|Ph.D Student||Dvorkind Gregory|
|Subject||Generalized Sampling in the Presence of Nonlinearities:|
Theory and Methods
|Department||Department of Electrical Engineering||Supervisor||Professor Yonina Eldar|
|Full Thesis text|
Digital signal processing applications are mainly concerned with the ability to store and process discrete sets of numbers, which are related to continuous-time signals through an acquisition process. One major goal, which is at the heart of digital signal processing, is the ability to reconstruct continuous-time functions, by proper processing their available samples.
Traditional sampling problems assume ideal sampling in which the samples are point-wise evaluations of the signal. However, in practice, the samples are typically non-ideal. Furthermore, in many practical settings, the signal is first distorted by a non-linear mapping, before sampling takes place. Examples include nonlinearities of radiometric cameras, non-linear distortions caused by high power amplifiers, and nonlinear optical sampling systems.
In our work we develop a general framework for reconstructing a continuous-time signal which is distorted by a nonlinear mapping, and then sampled in a non-ideal manner.

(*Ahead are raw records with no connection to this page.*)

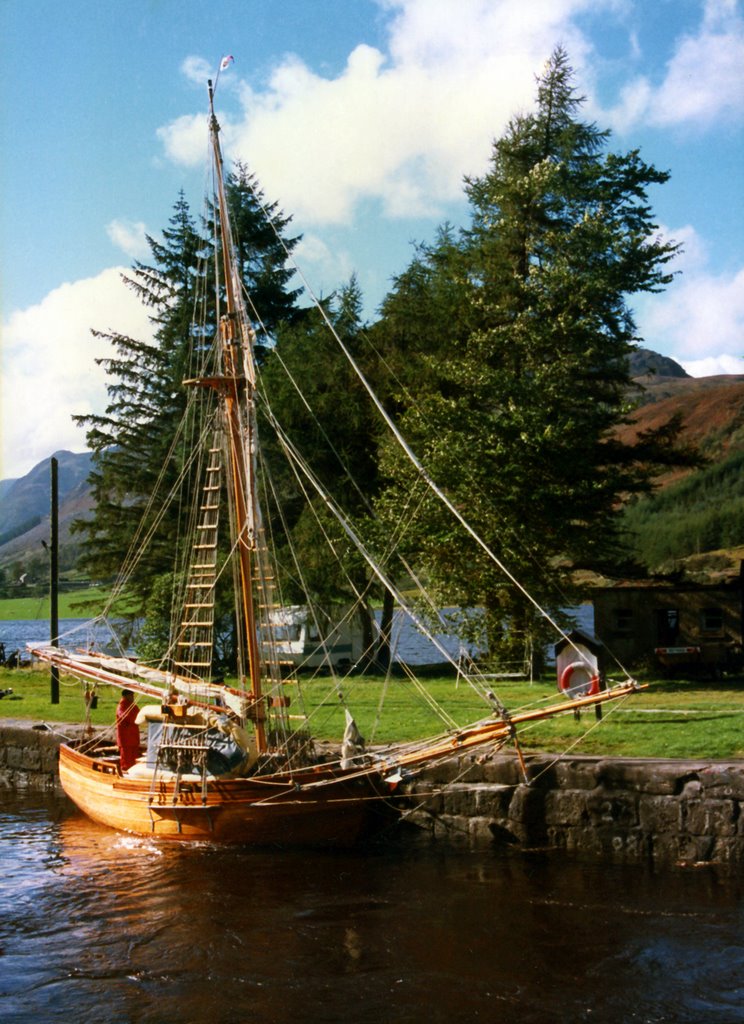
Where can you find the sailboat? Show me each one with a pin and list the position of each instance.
(228, 763)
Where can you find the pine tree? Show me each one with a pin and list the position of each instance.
(529, 380)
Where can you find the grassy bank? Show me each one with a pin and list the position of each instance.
(73, 604)
(680, 719)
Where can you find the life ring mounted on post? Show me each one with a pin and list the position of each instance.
(577, 689)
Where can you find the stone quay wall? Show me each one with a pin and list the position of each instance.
(30, 754)
(622, 809)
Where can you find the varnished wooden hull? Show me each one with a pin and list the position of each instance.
(280, 811)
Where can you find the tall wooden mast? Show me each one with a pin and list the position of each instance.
(237, 388)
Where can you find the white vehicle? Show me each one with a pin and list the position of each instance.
(308, 641)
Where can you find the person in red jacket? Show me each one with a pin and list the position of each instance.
(127, 730)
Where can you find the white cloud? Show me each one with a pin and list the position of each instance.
(49, 371)
(703, 81)
(399, 127)
(327, 267)
(129, 236)
(699, 320)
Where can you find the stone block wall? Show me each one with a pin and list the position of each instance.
(686, 812)
(29, 756)
(689, 812)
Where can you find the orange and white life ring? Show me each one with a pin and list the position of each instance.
(565, 681)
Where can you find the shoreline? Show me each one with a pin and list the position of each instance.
(666, 811)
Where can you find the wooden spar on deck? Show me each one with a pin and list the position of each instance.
(502, 728)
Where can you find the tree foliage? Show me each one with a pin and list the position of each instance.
(142, 441)
(525, 368)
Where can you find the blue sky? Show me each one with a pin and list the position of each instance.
(360, 118)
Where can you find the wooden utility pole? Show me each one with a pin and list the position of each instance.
(53, 573)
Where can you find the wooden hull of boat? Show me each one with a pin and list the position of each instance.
(280, 811)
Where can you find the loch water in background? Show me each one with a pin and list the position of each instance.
(98, 926)
(15, 634)
(407, 643)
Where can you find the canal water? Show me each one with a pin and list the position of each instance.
(101, 927)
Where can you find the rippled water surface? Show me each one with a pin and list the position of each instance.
(100, 927)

We begin by treating the case in which the mapping is linear and develop robust and consistent approximations of the input signal from the given non-ideal samples. We then consider the more difficult scenario in which the signal is also distorted by a memoryless nonlinearity.

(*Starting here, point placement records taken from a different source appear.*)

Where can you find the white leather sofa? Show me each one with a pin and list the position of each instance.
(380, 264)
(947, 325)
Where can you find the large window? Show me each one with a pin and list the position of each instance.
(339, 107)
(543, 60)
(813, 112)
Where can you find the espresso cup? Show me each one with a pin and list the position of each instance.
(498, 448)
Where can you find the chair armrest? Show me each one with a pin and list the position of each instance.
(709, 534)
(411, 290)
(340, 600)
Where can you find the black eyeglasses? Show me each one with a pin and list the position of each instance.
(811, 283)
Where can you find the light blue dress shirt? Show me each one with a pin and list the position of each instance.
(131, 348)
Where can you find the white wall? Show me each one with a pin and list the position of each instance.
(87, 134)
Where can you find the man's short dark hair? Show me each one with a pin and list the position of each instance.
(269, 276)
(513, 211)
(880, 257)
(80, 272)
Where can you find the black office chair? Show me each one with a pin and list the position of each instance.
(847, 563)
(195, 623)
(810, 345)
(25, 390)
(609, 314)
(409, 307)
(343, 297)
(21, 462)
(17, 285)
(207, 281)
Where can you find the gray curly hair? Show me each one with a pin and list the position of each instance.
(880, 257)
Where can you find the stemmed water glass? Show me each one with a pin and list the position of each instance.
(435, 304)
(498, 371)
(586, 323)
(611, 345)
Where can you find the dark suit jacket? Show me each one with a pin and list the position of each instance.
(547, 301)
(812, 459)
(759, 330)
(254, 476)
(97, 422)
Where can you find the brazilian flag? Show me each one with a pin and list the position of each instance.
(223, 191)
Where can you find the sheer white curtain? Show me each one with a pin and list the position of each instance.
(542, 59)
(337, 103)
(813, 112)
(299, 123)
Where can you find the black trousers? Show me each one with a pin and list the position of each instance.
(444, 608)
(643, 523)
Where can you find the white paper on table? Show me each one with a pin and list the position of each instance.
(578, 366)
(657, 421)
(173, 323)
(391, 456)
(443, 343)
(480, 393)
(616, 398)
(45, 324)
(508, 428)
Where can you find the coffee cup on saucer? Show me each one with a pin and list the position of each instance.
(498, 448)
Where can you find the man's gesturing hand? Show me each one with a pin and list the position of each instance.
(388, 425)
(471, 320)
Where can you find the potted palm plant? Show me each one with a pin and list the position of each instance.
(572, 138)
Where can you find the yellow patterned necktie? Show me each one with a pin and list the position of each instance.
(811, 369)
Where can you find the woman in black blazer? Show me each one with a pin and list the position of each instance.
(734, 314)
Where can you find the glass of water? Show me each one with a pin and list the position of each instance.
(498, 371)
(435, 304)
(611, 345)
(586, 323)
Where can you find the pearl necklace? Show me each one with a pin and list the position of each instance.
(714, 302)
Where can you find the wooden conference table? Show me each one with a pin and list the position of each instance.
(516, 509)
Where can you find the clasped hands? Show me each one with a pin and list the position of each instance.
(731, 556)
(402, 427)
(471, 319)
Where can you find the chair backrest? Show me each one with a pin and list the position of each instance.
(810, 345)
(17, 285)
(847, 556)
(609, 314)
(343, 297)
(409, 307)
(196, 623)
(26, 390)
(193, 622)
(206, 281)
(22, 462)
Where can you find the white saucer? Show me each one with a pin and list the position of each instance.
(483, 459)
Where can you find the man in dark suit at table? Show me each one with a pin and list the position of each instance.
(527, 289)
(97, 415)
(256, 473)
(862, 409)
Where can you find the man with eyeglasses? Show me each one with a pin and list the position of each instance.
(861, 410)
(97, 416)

In this setting, we first identify classes of problems in which it is possible to obtain, in a closed form, perfect and stable reconstruction of the input signal from the given samples. Next we treat the more general setting and suggest an iterative algorithm that recovers the input signal from its nonlinear and non-ideal
samples. Three alternative formulations of the algorithm are developed that provide different insight into the structure of the solution: A series of oblique projections, an approximated projections onto convex sets (POCS) method, and quasi-Newton iterations. Using classical analysis techniques for descent-based methods, and recent results of frame perturbation theory, we prove convergence of our algorithm to the input signal. We demonstrate our method by simulating a nonlinear optical sampling system, and explain the applicability of our theory to Wiener-Hammerstein analog to digital hybrid systems.